Perché le donne italiane lavorano così poco fuori casa? Si dice perché non ci sono abbastanza asili nido gratuiti o sussidiati. Magari fosse così semplice! In primo luogo tutte le donne in Italia lavorano meno che in altri Paesi, non solo le giovani madri. Inoltre, in molti casi, i bambini non verrebbero mandati al nido neanche se questo fosse gratuito perché si pensa che sia la mamma a doversi occupare dei figli piccoli.
Ci si aspetterebbe che il nostro fosse un Paese con un alto tasso di natalità. E, invece, tanta attenzione per i figli non si riflette in tassi di fertilità altrettanto elevati: anzi, la fertilità è molto più alta in Svezia, dove quasi tutte le donne lavorano (1,9 figli per donna), che in Italia (1,4).
Insomma, le ragioni della scarsa partecipazione al lavoro sono molto più profonde: hanno a che fare con la nostra cultura, che assegna alla donna il ruolo di «angelo del focolare» e all’uomo quello di produttore di reddito.
Ma il risultato è che tanti uomini mediocri fanno un mediocre lavoro in ufficio; un lavoro che le loro mogli casalinghe farebbero molto meglio perché hanno più capitale umano. Inoltre, al momento degli scatti di carriera spesso le imprese preferiscono gli uomini; magari non semplicemente per discriminazione di genere, ma perché sanno che in caso di conflitto fra esigenze familiari e aziendali un uomo sarà più disposto di una donna ad anteporre le esigenze dell’azienda a quelle della famiglia.
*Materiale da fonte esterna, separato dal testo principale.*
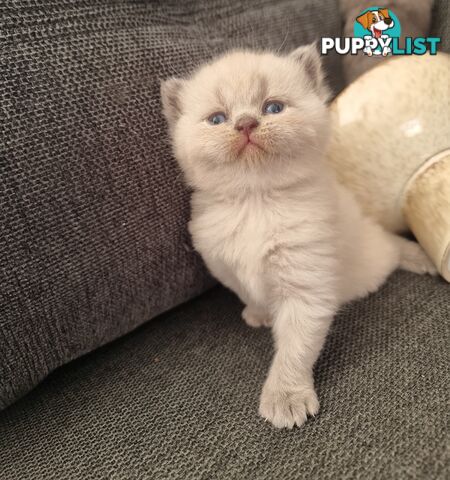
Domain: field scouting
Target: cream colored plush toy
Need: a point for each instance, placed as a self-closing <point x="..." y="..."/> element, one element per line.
<point x="391" y="147"/>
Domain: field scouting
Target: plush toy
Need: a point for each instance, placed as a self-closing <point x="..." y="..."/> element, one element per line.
<point x="391" y="146"/>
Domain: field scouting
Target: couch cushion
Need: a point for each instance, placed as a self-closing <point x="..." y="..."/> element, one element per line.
<point x="178" y="399"/>
<point x="93" y="212"/>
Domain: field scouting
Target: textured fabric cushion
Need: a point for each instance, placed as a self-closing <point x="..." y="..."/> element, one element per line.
<point x="178" y="399"/>
<point x="93" y="212"/>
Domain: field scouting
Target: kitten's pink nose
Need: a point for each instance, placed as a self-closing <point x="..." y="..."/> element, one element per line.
<point x="246" y="123"/>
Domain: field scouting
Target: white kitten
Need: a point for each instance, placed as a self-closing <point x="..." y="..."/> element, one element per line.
<point x="249" y="131"/>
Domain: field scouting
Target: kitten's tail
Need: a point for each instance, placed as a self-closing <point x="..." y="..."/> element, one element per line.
<point x="413" y="257"/>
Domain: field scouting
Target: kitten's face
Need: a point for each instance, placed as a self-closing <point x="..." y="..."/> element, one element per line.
<point x="246" y="112"/>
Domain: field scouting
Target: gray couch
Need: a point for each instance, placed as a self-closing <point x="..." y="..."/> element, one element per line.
<point x="93" y="244"/>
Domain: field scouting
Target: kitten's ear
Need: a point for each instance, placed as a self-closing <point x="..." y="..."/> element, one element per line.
<point x="170" y="95"/>
<point x="309" y="59"/>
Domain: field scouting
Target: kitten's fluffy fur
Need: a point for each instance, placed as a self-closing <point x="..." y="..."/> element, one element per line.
<point x="271" y="222"/>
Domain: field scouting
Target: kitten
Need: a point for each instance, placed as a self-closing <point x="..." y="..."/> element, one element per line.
<point x="249" y="131"/>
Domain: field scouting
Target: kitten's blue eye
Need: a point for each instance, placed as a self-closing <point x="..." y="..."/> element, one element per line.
<point x="217" y="118"/>
<point x="273" y="107"/>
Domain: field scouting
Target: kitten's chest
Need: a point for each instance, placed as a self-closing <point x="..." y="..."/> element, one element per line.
<point x="238" y="234"/>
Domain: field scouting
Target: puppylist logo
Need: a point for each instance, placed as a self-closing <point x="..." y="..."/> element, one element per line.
<point x="377" y="32"/>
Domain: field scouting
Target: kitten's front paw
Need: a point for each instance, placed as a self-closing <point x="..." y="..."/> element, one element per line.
<point x="286" y="408"/>
<point x="255" y="319"/>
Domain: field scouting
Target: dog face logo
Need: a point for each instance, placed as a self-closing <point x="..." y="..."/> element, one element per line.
<point x="377" y="26"/>
<point x="377" y="33"/>
<point x="376" y="21"/>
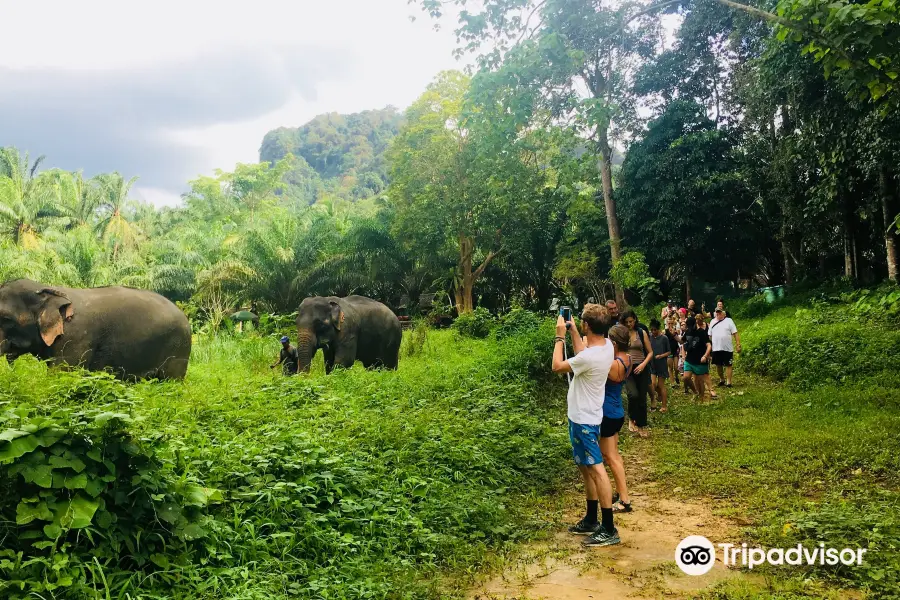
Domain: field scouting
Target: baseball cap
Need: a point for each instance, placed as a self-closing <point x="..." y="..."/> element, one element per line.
<point x="619" y="334"/>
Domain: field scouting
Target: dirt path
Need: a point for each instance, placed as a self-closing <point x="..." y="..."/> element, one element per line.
<point x="643" y="566"/>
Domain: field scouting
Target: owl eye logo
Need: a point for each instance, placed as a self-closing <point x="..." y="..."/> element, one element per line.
<point x="695" y="555"/>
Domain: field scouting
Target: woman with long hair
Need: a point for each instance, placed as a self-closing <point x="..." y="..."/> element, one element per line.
<point x="696" y="352"/>
<point x="637" y="386"/>
<point x="614" y="415"/>
<point x="707" y="380"/>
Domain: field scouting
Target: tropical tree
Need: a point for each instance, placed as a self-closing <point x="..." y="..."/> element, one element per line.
<point x="113" y="224"/>
<point x="26" y="199"/>
<point x="441" y="188"/>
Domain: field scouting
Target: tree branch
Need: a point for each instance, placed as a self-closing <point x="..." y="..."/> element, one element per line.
<point x="528" y="20"/>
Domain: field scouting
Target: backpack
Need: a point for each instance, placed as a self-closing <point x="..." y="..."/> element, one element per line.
<point x="692" y="343"/>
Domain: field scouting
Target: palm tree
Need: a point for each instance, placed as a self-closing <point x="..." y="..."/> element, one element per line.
<point x="114" y="190"/>
<point x="78" y="200"/>
<point x="26" y="200"/>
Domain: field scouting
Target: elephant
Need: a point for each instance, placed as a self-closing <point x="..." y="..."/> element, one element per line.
<point x="134" y="334"/>
<point x="348" y="329"/>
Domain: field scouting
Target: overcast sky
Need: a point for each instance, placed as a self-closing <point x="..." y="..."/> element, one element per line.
<point x="168" y="90"/>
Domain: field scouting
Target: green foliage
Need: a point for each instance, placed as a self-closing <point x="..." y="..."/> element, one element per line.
<point x="517" y="321"/>
<point x="415" y="340"/>
<point x="631" y="272"/>
<point x="683" y="199"/>
<point x="80" y="490"/>
<point x="824" y="447"/>
<point x="362" y="484"/>
<point x="477" y="324"/>
<point x="827" y="340"/>
<point x="337" y="154"/>
<point x="859" y="39"/>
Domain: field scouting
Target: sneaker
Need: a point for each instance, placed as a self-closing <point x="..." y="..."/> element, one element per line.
<point x="583" y="527"/>
<point x="601" y="538"/>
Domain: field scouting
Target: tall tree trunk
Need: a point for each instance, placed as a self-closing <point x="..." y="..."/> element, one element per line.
<point x="786" y="254"/>
<point x="888" y="213"/>
<point x="849" y="271"/>
<point x="465" y="289"/>
<point x="612" y="221"/>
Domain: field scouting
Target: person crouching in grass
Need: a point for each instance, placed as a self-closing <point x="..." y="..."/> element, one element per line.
<point x="590" y="367"/>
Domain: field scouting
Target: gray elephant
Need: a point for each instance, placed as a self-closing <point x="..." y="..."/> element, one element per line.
<point x="348" y="329"/>
<point x="134" y="334"/>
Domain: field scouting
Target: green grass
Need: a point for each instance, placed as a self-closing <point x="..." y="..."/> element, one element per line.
<point x="239" y="483"/>
<point x="816" y="458"/>
<point x="357" y="485"/>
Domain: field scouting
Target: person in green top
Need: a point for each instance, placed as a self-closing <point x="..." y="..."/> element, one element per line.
<point x="288" y="359"/>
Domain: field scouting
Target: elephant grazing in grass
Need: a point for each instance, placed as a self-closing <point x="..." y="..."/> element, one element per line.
<point x="348" y="329"/>
<point x="135" y="334"/>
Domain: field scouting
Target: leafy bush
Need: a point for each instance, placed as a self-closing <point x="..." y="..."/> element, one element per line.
<point x="874" y="525"/>
<point x="823" y="344"/>
<point x="476" y="324"/>
<point x="516" y="321"/>
<point x="362" y="484"/>
<point x="79" y="492"/>
<point x="414" y="339"/>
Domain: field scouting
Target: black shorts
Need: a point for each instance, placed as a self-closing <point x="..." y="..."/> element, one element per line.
<point x="610" y="427"/>
<point x="722" y="358"/>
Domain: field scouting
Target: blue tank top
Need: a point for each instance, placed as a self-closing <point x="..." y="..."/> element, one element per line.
<point x="612" y="402"/>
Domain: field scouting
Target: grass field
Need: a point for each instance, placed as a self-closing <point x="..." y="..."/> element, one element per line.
<point x="240" y="483"/>
<point x="815" y="458"/>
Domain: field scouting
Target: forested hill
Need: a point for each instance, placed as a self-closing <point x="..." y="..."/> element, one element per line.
<point x="338" y="154"/>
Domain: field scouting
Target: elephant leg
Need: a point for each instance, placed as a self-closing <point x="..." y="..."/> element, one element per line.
<point x="329" y="355"/>
<point x="345" y="356"/>
<point x="391" y="356"/>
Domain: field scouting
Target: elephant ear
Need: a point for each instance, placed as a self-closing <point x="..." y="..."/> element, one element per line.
<point x="337" y="315"/>
<point x="56" y="310"/>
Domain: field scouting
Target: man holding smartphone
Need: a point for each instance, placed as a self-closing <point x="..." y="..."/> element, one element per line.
<point x="590" y="368"/>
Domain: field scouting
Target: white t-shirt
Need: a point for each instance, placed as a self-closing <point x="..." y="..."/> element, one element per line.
<point x="721" y="332"/>
<point x="591" y="368"/>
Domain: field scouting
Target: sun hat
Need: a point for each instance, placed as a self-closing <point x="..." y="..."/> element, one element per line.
<point x="619" y="334"/>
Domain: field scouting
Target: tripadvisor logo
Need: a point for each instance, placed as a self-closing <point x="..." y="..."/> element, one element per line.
<point x="696" y="555"/>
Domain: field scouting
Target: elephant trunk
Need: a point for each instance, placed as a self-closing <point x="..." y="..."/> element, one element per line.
<point x="306" y="348"/>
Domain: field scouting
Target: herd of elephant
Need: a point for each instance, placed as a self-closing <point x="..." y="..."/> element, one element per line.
<point x="138" y="334"/>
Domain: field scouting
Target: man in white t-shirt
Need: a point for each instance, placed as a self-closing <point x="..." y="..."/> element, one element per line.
<point x="590" y="368"/>
<point x="725" y="339"/>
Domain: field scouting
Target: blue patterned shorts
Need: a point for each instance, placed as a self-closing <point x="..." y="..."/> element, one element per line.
<point x="585" y="444"/>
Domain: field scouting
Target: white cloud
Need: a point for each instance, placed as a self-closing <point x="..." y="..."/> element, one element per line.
<point x="335" y="55"/>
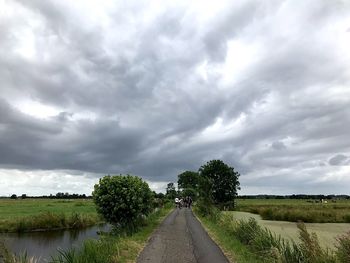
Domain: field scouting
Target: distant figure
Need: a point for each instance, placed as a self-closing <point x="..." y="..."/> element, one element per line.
<point x="177" y="201"/>
<point x="189" y="201"/>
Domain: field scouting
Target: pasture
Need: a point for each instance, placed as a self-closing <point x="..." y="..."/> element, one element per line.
<point x="294" y="210"/>
<point x="32" y="214"/>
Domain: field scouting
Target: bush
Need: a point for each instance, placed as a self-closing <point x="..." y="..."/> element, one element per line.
<point x="123" y="200"/>
<point x="343" y="248"/>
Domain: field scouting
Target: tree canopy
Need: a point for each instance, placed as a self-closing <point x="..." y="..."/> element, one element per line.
<point x="123" y="199"/>
<point x="188" y="179"/>
<point x="218" y="181"/>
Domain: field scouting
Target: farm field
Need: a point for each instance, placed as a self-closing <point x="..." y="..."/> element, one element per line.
<point x="326" y="232"/>
<point x="294" y="210"/>
<point x="30" y="214"/>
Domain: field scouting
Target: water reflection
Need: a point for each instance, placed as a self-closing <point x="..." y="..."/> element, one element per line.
<point x="43" y="245"/>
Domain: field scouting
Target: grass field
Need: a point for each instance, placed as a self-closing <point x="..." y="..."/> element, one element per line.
<point x="32" y="214"/>
<point x="293" y="210"/>
<point x="326" y="232"/>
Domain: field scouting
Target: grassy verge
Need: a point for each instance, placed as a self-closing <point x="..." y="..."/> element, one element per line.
<point x="49" y="221"/>
<point x="234" y="250"/>
<point x="45" y="214"/>
<point x="266" y="246"/>
<point x="298" y="210"/>
<point x="110" y="249"/>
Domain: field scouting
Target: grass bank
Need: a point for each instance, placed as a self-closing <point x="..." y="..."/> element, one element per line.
<point x="233" y="234"/>
<point x="297" y="210"/>
<point x="234" y="250"/>
<point x="110" y="249"/>
<point x="46" y="214"/>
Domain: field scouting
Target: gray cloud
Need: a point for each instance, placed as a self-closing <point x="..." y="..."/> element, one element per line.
<point x="156" y="91"/>
<point x="339" y="159"/>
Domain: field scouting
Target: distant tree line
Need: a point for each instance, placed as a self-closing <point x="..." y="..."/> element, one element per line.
<point x="295" y="196"/>
<point x="214" y="184"/>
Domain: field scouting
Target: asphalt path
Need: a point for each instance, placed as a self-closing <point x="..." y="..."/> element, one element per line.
<point x="181" y="238"/>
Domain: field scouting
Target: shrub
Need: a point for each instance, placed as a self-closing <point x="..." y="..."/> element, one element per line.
<point x="123" y="200"/>
<point x="343" y="248"/>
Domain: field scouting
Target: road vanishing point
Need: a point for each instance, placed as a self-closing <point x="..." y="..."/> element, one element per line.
<point x="181" y="239"/>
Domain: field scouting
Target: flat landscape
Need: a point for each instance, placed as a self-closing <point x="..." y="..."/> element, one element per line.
<point x="294" y="210"/>
<point x="29" y="214"/>
<point x="270" y="214"/>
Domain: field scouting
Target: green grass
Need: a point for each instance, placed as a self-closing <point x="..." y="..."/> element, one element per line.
<point x="245" y="240"/>
<point x="111" y="249"/>
<point x="45" y="214"/>
<point x="297" y="210"/>
<point x="327" y="232"/>
<point x="234" y="250"/>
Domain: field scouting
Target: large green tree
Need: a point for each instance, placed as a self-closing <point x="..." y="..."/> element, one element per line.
<point x="188" y="179"/>
<point x="123" y="199"/>
<point x="188" y="182"/>
<point x="218" y="182"/>
<point x="171" y="191"/>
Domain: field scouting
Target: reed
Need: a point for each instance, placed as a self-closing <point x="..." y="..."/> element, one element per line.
<point x="50" y="221"/>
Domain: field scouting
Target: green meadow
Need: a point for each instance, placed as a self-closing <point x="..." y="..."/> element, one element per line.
<point x="294" y="210"/>
<point x="23" y="215"/>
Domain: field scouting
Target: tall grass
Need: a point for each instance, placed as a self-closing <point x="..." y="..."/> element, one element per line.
<point x="7" y="257"/>
<point x="298" y="210"/>
<point x="51" y="221"/>
<point x="273" y="248"/>
<point x="97" y="251"/>
<point x="120" y="246"/>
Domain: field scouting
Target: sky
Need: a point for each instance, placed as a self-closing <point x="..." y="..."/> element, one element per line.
<point x="155" y="88"/>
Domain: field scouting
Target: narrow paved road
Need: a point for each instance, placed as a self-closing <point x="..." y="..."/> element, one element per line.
<point x="181" y="238"/>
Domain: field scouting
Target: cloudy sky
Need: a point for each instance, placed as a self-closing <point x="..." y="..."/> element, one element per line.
<point x="154" y="88"/>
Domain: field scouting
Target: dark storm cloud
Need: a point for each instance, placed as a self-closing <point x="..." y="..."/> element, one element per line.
<point x="145" y="90"/>
<point x="339" y="159"/>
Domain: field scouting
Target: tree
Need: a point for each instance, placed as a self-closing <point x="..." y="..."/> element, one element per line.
<point x="171" y="191"/>
<point x="122" y="200"/>
<point x="188" y="179"/>
<point x="218" y="181"/>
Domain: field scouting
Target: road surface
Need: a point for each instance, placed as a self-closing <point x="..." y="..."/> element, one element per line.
<point x="181" y="238"/>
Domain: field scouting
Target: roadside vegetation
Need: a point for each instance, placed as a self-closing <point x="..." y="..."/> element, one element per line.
<point x="269" y="247"/>
<point x="128" y="204"/>
<point x="216" y="186"/>
<point x="307" y="211"/>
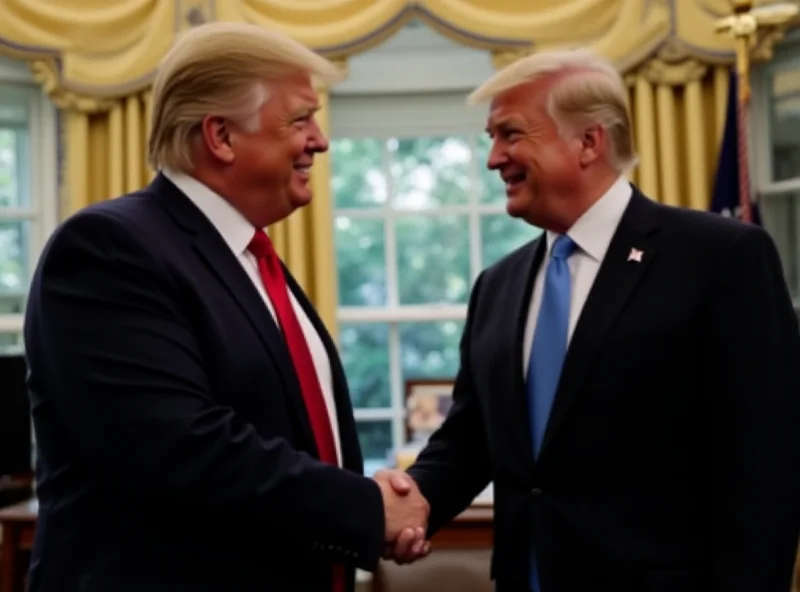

Il risultato è che il capitale umano del nostro Paese è sottoutilizzato perché quello femminile è usato poco e male.
La famiglia rimane un’istituzione fondamentale della società, nessuno lo nega. Ma il punto è che in Italia, più di ogni altro Paese europeo, il carico della famiglia è troppo sbilanciato sulla donna. Fino a quando non si aggiusta questa equazione non si fanno passi avanti. Sia chiaro: ci stiamo muovendo su un terreno minato, che sfiora il dirigismo culturale. Forse gli italiani (uomini e donne) sono contenti così. Cioè sono contenti di una distribuzione del lavoro domestico e nel mercato tanto sbilanciata. Se così fosse, non c’è alcun motivo per cui il legislatore debba intervenire.
Ma siamo proprio sicuri che le donne italiane siano cosi felici di assumersi carichi domestici che paiono ben superiori a quelli delle donne di altri Paesi europei? Siamo così sicuri che tutte le donne siano contente di non essere promosse nel lavoro perché devono farsi carico della famiglia (non solo dei figli, anche di genitori e parenti anziani) praticamente da sole?
Forse no, e allora il prossimo governo dovrà mettere la questione del lavoro femminile al centro del suo programma. Proposte ce ne sono. Ad esempio per detassare il lavoro femminile e favorire la partecipazione al lavoro delle donne. Si deve anche considerare ad un uso molto più flessibile del part-time per facilitare la gestione della famiglia, come nei Paesi nordici, dove il contratto a tempo parziale è molto più diffuso. Attenzione però: lavoro a tempo parziale sia per uomini che per donne, per riequilibrare i ruoli nella famiglia.